Towards Machine Theory of Mind with Large Language Model-Augmented Inverse Planning
We propose a hybrid approach to machine Theory of Mind (ToM) that uses large language models (LLMs) as a mechanism for generating hypotheses and likelihood functions with a Bayesian inverse planning model that computes posterior probabilities for an agent’s likely mental states given its actions. Bayesian inverse planning models can accurately predict human reasoning on a variety of ToM tasks, but these models are constrained in their ability to scale these predictions to scenarios with a large number of possible hypotheses and actions. Conversely, LLM-based approaches have recently demonstrated promise in solving ToM benchmarks, but can exhibit brittleness and failures on reasoning tasks even when they pass otherwise structurally identical versions. By combining these two methods, this approach leverages the strengths of each component, closely matching optimal results on a task inspired by prior inverse planning models and improving performance relative to models that utilize LLMs alone or with chainof- thought prompting, even with smaller LLMs that typically perform poorly on ToM tasks. We also exhibit the model’s potential to predict mental states on openended tasks, offering a promising direction for future development of ToM models and the creation of socially intelligent generative agents.
In this paper, we present a hybrid approach, LLM-AUGMENTED INVERSE PLANNING (LAIP), that exploits the potential complementary strengths of Bayesian inverse planning models and LLMs. By integrating the generative capabilities of LLMs, inverse planning models can be theoretically unbounded in the quantity of hypotheses about an agent’s beliefs and desires, or actions given the agent’s state, that they can entertain in any given situation. On the other hand, by explicitly formalizing the process of inverse planning, we show this hybrid model is less susceptible to zero-shot reasoning errors than LLMs without specific prompting or with generic chain-of-thought (CoT) prompting.
Inspired by probabilistic models of human cognition (e.g., Chater et al., 2006; Tenenbaum & Griffiths, 2001, work by Verma & Rao (2005), Baker et al. (2009; 2011), and Rafferty et al. (2015) formalized the understanding of others’ beliefs, desires, and intentions as an instance of Bayesian reasoning within a partially observable Markov decision process (POMDP). Within this framework, an observer engages in inverse planning—inverting the observer’s own process of generating an action policy based on its beliefs and desires—in order to reason about the unobserved internal states that give rise to an agent’s behaviours. These models have been extended to account for both children’s and adults’ commonsense reasoning that others will act according to a naive form of expected utility, maximizing expected rewards and minimizing costs (Jara-Ettinger et al., 2016; 2020; Lucas et al., 2014). Within this broader framework, ToM can be thought of as equivalent to inverse reinforcement learning (IRL; Jara-Ettinger, 2019; Ruiz-Serra & Harr´e, 2023), recovering an agent’s reward structure from actions that are assumed to be generated by an optimal policy given the agent’s beliefs.

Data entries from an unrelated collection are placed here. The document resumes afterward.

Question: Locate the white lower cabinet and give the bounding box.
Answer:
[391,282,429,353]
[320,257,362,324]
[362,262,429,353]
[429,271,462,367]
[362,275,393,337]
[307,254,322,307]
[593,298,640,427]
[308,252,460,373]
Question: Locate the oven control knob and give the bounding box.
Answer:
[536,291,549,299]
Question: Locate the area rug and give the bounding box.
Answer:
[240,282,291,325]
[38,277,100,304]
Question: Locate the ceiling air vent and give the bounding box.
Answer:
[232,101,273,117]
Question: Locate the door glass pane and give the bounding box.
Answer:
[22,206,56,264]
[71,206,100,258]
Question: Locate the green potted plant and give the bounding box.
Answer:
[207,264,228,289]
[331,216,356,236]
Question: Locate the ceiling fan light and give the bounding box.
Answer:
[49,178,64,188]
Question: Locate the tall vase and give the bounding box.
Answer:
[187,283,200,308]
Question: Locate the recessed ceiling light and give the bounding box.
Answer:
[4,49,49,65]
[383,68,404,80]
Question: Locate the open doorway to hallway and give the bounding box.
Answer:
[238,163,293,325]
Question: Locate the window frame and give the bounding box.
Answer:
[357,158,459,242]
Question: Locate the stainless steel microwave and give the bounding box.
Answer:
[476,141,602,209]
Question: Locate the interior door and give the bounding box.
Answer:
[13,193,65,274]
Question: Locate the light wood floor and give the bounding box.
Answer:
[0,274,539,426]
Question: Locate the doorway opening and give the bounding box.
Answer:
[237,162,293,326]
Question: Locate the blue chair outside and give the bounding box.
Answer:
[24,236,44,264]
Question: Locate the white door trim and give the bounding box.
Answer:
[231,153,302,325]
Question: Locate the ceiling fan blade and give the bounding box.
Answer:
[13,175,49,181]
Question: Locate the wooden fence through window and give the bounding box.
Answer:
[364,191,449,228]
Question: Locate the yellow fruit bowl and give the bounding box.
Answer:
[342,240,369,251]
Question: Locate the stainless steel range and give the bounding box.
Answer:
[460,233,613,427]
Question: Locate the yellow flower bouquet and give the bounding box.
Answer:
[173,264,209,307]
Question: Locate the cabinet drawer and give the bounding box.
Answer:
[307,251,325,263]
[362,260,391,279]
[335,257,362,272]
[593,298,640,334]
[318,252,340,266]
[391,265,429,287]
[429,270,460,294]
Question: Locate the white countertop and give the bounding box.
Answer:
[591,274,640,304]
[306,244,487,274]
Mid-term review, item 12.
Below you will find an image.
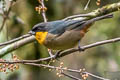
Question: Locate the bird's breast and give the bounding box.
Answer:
[44,30,84,50]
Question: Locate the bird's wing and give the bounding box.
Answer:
[47,20,85,35]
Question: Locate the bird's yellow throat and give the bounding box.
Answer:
[35,32,48,44]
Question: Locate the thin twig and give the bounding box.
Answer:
[0,34,31,47]
[39,0,47,22]
[0,0,14,32]
[84,0,90,10]
[61,72,82,80]
[59,37,120,57]
[24,63,109,80]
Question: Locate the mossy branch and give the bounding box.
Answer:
[0,2,120,57]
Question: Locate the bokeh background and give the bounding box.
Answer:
[0,0,120,80]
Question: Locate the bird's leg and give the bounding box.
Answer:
[78,40,84,52]
[48,49,54,57]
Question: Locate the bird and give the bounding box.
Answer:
[29,14,113,50]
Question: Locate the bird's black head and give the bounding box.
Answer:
[29,23,47,35]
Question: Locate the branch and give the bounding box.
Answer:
[0,0,14,32]
[0,37,120,64]
[58,38,120,57]
[0,36,35,57]
[0,2,120,57]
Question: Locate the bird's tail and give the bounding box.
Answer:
[76,14,113,30]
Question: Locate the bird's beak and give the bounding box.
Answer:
[28,31,35,35]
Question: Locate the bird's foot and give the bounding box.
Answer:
[78,41,85,52]
[78,46,85,52]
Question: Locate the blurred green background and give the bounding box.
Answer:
[0,0,120,80]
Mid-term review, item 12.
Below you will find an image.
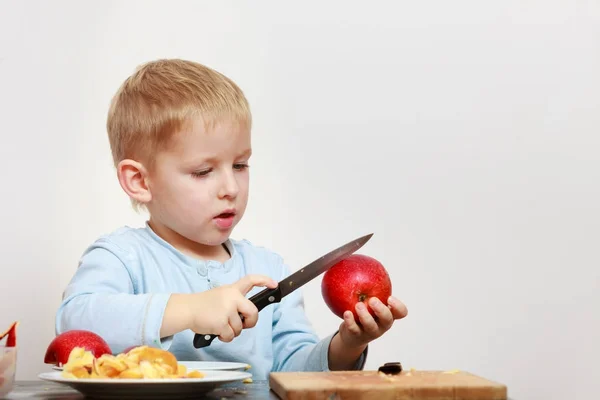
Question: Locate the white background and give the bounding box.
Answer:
[0,0,600,400]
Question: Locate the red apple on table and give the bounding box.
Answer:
[44,329,112,366]
[321,254,392,322]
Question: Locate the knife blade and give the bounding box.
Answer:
[193,233,373,349]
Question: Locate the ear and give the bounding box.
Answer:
[117,160,152,204]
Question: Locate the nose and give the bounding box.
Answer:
[219,170,240,199]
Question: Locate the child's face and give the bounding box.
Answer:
[147,115,251,246]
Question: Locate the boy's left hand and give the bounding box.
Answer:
[339,296,408,347]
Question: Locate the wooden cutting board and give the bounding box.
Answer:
[269,370,507,400]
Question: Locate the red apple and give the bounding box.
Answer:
[44,329,112,366]
[321,254,392,322]
[0,321,19,347]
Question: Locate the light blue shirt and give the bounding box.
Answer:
[56,224,367,380]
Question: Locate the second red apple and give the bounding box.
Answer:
[321,254,392,322]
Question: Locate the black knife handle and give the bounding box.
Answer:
[194,286,281,349]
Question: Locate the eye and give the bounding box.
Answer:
[233,163,249,171]
[192,169,212,178]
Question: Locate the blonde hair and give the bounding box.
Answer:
[106,59,252,208]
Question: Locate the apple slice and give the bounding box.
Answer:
[0,321,19,347]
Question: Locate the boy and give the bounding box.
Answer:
[56,60,407,379]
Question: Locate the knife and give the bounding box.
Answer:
[194,233,373,349]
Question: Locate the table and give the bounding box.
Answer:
[5,380,279,400]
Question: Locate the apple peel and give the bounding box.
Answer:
[0,321,19,347]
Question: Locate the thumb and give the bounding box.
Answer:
[233,275,277,296]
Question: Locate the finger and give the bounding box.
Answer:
[356,302,379,335]
[238,298,258,328]
[229,312,244,337]
[388,296,408,319]
[344,311,362,335]
[369,297,394,330]
[233,275,277,296]
[219,324,235,342]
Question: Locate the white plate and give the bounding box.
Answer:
[177,361,250,371]
[52,361,250,371]
[38,371,252,399]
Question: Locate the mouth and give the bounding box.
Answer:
[213,210,235,230]
[215,210,235,219]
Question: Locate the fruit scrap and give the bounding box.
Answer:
[0,321,19,347]
[62,346,204,379]
[378,362,402,375]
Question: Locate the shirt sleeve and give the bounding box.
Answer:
[273,256,368,371]
[55,242,172,354]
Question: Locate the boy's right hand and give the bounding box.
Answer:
[183,275,277,342]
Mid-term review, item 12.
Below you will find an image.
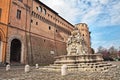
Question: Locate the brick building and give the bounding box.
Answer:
[75,23,92,53]
[0,0,90,65]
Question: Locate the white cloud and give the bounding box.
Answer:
[41,0,120,26]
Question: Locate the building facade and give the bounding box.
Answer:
[0,0,74,65]
[75,23,92,53]
[0,0,90,65]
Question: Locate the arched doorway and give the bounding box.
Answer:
[10,39,21,63]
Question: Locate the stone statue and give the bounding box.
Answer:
[67,29,88,55]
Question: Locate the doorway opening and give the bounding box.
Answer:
[10,39,21,63]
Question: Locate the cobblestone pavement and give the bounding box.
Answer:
[0,62,120,80]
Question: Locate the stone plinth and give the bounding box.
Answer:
[46,30,115,71]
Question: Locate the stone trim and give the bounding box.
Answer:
[6,34,25,63]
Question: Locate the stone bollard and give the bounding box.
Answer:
[61,64,67,76]
[25,65,30,73]
[6,64,10,71]
[35,64,39,69]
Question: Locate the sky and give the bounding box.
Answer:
[40,0,120,51]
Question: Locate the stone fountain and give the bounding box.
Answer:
[49,28,115,71]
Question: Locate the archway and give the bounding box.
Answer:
[10,39,21,63]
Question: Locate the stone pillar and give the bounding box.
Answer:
[6,64,10,71]
[61,64,67,76]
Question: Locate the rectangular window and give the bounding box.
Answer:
[16,10,21,19]
[0,8,2,20]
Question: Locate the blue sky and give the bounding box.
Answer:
[41,0,120,50]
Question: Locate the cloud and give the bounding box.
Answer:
[41,0,120,26]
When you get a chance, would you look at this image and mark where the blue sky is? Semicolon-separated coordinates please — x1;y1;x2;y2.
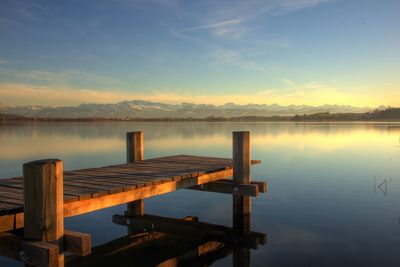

An overview of the architecture of the LAIP model is presented in Figure 1 (see also Algorithm 1 in Appendix A.1). Broadly, the model conducts Bayesian inverse planning to reason about a target agent’s preferences given its action. After first generating a prior belief over possible hypotheses regarding the agent’s preferences, the LLM observes the agent’s situation and its observation of the environment at each time step of a task. Then, the LLM simulates the agent’s perspective on the task, generating reasoning about the agent’s likely choices given the state. From this reasoning, it generates the likelihood of different possible actions under each of these hypotheses. After the agent acts, the LLM updates the posterior distribution over hypotheses given the action chosen by the agent.
When the Japanese restaurant is closed, the agent’s actions are consistent with a strong preference for the Japanese restaurant, followed by the Chinese restaurant, followed by the Mexican restaurant. Since the agent is not able to observe whether the Japanese restaurant is open until reaching Room 3, the agent moving away from the Japanese restaurant after observing that it is closed does not have a bearing on the agent’s perceived preferences, while the fact that it moves towards the Chinese restaurant afterward indicates a preference for the Chinese restaurant over the Mexican restaurant. However, when the Japanese restaurant is open, the agent’s actions are not consistent with any strong preference hierarchy, and may reflect weak or inconsistent preferences. Thus, a model reasoning about the agent’s preferences based on its actions and a representation of the agent’s belief states should infer a strong preference for the Japanese restaurant based on the agent’s policy.